# No More Red Rowdies?



## ChinaGrove (Jun 8, 2007)

So I heard a rumor that since Adelmann has taken over, that he wants to do away with the Red Rowdies! 

Has anyone else heard anything like this? It can't be true, right? 





----


----------



## Cornholio (Feb 13, 2005)

I don't think he doesn't want them. He just won't buy them tickets personally, like JVG did.


----------



## gi0rdun (May 31, 2007)

They were annoying anyway.


----------



## Dean the Master (Feb 19, 2006)

They were not annoying. They are true fans. They were there to be rowdy. I think they were fantastic this season. I truly wish I can see this kind of program next season.


----------



## jdiggidy (Jun 21, 2003)

In his initial radio interview on 610 they were talking about the red rowdies and at first Adleman thought the rodies were bad people that would do something to him if he sucked.
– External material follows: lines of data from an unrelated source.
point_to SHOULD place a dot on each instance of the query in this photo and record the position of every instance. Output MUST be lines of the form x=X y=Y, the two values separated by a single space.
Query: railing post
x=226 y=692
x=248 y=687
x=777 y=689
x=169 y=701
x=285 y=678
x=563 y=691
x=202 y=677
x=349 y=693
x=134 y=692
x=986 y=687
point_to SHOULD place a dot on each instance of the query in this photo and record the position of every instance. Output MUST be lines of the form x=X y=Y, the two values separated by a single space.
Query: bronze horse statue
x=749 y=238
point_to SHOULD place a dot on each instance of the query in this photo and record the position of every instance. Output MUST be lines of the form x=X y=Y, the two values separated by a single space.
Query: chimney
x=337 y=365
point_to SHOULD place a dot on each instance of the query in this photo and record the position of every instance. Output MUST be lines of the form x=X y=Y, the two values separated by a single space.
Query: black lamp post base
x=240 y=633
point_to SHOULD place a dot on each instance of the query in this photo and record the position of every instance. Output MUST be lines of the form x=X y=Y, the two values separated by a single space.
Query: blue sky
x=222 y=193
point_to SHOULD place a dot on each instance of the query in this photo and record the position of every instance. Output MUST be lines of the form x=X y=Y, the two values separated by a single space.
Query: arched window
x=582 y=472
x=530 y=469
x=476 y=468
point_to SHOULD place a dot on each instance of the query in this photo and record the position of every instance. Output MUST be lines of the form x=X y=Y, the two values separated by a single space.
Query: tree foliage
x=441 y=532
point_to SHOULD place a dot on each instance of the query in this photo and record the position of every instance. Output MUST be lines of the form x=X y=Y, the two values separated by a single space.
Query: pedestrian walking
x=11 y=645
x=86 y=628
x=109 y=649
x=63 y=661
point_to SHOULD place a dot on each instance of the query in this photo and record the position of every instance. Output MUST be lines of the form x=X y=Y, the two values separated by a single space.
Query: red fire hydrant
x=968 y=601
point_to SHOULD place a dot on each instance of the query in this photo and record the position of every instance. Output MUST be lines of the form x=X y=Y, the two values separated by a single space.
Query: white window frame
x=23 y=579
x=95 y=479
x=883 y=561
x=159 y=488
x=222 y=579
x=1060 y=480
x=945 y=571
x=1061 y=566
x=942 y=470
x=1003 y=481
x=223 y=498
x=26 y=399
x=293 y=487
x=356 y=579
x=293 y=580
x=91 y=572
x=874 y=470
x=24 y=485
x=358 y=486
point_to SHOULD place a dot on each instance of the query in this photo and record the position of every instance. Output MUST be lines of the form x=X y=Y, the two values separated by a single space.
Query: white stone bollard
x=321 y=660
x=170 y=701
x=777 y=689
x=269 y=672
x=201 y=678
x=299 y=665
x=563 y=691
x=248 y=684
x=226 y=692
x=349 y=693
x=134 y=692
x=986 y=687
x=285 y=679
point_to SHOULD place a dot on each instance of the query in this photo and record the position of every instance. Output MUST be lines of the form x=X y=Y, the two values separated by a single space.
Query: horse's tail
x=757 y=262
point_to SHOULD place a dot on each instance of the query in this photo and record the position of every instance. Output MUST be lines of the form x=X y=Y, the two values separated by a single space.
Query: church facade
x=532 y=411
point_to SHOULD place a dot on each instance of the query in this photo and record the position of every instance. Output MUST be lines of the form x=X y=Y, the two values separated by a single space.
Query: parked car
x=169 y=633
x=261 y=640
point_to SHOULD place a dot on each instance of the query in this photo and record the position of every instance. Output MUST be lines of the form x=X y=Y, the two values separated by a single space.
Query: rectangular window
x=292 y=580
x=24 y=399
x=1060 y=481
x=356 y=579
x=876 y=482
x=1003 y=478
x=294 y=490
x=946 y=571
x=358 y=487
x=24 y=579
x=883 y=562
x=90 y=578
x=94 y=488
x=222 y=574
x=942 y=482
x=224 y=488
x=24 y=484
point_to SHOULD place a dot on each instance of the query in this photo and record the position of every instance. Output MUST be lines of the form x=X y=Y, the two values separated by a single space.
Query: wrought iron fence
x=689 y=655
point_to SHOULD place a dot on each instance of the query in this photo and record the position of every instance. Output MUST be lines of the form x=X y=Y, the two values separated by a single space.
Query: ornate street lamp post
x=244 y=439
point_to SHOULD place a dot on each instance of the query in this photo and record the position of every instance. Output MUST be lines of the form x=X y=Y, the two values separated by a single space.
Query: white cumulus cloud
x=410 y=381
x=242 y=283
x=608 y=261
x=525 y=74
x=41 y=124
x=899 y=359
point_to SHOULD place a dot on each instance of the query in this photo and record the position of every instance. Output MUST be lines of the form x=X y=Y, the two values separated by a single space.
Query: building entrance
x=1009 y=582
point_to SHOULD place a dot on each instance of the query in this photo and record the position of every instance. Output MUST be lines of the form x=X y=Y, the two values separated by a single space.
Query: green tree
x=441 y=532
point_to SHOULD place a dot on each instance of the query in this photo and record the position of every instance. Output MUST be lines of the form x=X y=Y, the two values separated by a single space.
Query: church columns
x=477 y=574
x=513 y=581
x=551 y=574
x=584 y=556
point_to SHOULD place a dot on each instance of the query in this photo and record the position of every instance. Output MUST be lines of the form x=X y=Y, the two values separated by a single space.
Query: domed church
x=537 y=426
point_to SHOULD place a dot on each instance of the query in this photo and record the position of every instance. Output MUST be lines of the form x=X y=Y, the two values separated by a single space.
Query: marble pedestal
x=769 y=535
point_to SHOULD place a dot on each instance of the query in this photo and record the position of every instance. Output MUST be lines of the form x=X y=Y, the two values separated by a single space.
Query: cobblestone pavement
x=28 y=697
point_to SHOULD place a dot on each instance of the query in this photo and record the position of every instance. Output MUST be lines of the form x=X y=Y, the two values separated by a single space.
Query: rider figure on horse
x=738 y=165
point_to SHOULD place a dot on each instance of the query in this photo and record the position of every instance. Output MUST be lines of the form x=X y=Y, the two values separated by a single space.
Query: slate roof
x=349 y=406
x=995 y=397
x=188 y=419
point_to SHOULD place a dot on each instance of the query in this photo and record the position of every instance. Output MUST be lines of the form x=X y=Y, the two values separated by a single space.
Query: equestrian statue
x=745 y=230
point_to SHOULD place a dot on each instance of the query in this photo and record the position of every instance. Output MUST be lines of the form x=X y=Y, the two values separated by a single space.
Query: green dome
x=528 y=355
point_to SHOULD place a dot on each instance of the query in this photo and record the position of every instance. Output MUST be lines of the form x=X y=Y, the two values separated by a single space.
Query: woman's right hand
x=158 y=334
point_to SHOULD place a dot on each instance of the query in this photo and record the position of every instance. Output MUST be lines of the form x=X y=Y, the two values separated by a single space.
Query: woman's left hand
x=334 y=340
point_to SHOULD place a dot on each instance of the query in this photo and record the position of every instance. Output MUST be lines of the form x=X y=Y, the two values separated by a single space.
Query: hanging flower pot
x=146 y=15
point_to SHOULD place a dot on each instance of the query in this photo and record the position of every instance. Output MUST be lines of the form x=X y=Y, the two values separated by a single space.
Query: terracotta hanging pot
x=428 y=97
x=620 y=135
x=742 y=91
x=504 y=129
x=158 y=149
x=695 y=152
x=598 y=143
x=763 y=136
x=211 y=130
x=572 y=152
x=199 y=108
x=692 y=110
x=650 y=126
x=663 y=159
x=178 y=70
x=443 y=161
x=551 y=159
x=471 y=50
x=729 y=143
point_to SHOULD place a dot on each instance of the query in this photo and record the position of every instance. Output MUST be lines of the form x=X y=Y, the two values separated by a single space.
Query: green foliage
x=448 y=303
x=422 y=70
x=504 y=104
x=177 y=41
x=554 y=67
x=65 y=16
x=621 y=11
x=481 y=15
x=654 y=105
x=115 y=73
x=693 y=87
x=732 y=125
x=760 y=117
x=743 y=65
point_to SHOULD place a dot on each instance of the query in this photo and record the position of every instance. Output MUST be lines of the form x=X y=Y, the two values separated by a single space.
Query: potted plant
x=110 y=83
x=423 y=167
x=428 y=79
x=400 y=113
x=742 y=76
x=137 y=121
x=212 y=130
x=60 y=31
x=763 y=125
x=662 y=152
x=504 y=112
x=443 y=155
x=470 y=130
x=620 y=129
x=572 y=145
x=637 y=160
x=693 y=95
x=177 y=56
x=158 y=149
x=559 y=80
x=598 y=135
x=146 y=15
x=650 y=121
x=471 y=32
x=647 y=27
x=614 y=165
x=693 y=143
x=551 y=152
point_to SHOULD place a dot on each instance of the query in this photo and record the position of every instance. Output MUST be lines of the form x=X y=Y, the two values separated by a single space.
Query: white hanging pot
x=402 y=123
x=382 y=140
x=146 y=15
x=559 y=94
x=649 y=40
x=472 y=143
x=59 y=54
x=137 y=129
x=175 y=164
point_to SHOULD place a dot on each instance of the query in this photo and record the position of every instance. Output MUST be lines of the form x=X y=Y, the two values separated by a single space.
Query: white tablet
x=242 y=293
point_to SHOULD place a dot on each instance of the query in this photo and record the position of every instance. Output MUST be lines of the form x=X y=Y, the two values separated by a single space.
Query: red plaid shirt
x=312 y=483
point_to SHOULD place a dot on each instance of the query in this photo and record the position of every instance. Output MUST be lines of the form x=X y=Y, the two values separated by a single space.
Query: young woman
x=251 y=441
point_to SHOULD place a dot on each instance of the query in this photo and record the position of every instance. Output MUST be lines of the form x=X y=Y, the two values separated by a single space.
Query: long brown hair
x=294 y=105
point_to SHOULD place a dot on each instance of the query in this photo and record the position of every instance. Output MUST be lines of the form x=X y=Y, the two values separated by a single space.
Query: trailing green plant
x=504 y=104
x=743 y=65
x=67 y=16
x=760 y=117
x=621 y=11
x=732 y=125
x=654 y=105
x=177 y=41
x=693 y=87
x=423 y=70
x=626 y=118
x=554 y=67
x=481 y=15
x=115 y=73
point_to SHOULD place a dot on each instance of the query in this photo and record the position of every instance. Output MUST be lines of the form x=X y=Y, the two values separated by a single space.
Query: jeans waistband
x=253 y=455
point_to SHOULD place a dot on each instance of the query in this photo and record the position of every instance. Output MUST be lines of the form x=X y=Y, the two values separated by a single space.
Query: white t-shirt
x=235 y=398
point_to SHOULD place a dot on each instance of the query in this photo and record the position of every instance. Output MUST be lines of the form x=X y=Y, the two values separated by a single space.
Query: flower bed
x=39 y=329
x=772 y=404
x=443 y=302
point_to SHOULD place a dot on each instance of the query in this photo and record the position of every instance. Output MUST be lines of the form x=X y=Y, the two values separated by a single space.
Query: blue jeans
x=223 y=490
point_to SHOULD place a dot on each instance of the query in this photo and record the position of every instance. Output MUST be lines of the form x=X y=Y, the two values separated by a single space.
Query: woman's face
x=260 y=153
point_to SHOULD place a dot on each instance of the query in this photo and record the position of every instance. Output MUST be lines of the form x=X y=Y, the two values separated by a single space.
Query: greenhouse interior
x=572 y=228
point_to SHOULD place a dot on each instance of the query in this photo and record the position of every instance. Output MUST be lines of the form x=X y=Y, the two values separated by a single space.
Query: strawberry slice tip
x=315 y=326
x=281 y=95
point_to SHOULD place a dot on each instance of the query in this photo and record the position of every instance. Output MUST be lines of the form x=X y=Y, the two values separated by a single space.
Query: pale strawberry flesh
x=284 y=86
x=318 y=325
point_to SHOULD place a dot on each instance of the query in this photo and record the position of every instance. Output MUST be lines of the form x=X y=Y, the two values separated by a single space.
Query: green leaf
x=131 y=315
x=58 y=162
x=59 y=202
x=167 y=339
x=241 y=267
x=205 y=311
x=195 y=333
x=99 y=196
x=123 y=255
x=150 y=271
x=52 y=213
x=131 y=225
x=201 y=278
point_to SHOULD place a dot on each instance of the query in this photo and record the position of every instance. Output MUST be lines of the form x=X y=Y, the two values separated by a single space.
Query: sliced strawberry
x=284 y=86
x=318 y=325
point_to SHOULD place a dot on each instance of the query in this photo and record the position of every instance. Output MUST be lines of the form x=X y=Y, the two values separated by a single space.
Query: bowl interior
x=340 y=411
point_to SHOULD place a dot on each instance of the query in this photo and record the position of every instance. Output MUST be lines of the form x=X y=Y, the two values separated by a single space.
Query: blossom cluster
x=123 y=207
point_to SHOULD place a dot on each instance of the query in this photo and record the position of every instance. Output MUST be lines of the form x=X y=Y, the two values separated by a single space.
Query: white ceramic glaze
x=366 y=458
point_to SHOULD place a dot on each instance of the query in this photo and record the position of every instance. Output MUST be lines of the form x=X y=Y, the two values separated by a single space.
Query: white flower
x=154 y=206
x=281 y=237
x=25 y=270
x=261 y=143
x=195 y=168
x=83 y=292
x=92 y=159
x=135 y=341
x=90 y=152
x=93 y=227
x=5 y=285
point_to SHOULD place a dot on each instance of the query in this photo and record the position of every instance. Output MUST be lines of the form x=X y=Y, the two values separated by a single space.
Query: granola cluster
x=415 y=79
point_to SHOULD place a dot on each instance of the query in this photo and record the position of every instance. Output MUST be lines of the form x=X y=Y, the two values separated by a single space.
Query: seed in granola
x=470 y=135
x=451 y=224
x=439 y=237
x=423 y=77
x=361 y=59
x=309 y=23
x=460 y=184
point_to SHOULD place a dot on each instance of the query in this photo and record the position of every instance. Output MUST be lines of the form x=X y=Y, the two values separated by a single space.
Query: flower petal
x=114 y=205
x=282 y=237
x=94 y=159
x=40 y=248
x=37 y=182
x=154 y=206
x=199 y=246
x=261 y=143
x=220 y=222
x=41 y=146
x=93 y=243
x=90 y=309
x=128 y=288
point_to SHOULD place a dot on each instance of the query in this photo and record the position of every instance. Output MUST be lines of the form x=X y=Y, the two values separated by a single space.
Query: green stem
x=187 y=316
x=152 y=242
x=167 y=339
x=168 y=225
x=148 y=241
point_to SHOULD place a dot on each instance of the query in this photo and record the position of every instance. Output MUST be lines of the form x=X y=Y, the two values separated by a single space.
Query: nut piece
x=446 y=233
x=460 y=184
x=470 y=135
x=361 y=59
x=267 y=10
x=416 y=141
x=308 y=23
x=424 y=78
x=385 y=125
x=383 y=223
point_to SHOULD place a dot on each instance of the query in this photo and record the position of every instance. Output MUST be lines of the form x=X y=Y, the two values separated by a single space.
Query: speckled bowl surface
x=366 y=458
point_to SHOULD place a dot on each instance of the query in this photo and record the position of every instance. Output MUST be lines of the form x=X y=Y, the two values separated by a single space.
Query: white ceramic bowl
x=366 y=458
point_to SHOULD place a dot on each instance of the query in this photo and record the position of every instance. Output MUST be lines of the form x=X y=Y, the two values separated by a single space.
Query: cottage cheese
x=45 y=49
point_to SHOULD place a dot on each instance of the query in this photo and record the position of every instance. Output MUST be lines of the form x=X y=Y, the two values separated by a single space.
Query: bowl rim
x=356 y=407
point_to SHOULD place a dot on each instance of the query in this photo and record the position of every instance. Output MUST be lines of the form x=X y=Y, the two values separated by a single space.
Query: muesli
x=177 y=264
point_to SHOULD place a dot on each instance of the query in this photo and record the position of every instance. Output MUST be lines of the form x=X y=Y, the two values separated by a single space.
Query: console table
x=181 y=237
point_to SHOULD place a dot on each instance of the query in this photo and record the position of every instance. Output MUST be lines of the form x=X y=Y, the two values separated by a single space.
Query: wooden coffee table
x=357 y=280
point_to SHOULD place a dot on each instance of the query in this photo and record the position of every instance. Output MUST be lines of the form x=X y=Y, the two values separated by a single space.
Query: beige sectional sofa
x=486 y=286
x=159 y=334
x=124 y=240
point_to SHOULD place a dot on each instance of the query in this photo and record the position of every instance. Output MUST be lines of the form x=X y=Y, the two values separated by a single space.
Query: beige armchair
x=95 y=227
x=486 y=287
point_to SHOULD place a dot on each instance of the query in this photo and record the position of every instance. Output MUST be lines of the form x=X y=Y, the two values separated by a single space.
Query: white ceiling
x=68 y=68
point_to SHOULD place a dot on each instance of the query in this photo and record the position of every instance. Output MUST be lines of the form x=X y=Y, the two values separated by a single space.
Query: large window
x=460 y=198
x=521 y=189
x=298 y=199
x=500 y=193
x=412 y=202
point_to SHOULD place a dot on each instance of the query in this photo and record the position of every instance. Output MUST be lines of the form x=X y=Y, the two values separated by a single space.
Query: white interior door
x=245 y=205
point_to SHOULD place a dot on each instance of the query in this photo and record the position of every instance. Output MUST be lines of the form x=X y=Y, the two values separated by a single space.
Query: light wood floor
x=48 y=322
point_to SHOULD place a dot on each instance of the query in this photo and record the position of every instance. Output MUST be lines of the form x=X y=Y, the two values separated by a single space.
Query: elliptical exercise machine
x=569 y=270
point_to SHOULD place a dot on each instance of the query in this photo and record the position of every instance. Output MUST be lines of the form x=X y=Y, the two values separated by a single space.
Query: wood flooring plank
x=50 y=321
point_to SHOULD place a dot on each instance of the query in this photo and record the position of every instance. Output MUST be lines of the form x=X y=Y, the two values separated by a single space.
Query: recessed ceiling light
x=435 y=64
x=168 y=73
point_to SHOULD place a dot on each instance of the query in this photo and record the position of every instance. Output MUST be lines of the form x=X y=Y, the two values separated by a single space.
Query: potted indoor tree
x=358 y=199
Matt and Adam explained that JVG started the rodies and these were the die hard fans. After hearing that, Adleman said we should keep them. Don't know if anything has really changed.


----------



## CrackerJack (Jul 2, 2005)

Dean the Master said:


> They were not annoying. *They are true fans*. They were there to be rowdy. I think they were fantastic this season. I truly wish I can see this kind of program next season.


then surely then can buy a season ticket?


----------



## Dean the Master (Feb 19, 2006)

Yes they can. I think some of them actually do that. From what I've known. They are a pretty organized group. They will do it.


----------



## Jizzy (Aug 24, 2005)

Red Rowdie?


----------



## Cornholio (Feb 13, 2005)

> One of the successes of the 2006-07 season for the Houston Rockets was the liftoff of the "Red Rowdies", the loud, crazed fans sitting in section 114 courtesy of season tickets bought by former coach Jeff Van Gundy and later star Tracy McGrady.
> 
> But with Van Gundy gone, will the Red Rowdies be back?
> 
> Clutchfans learned on Tuesday that new coach Rick Adelman has signed off on it and the Rowdies will return in 2007-08.


http://www.clutchfans.net/news/1422/rocket_rowdies_will_return/


----------



## Pimped Out (May 4, 2005)

good, if they stopped showing up, there would go half the noise at our home games


----------



## yaontmac (Jul 5, 2006)

If you want noise, score. Only with JVG low scoring offense do you need Red Rowdies.


----------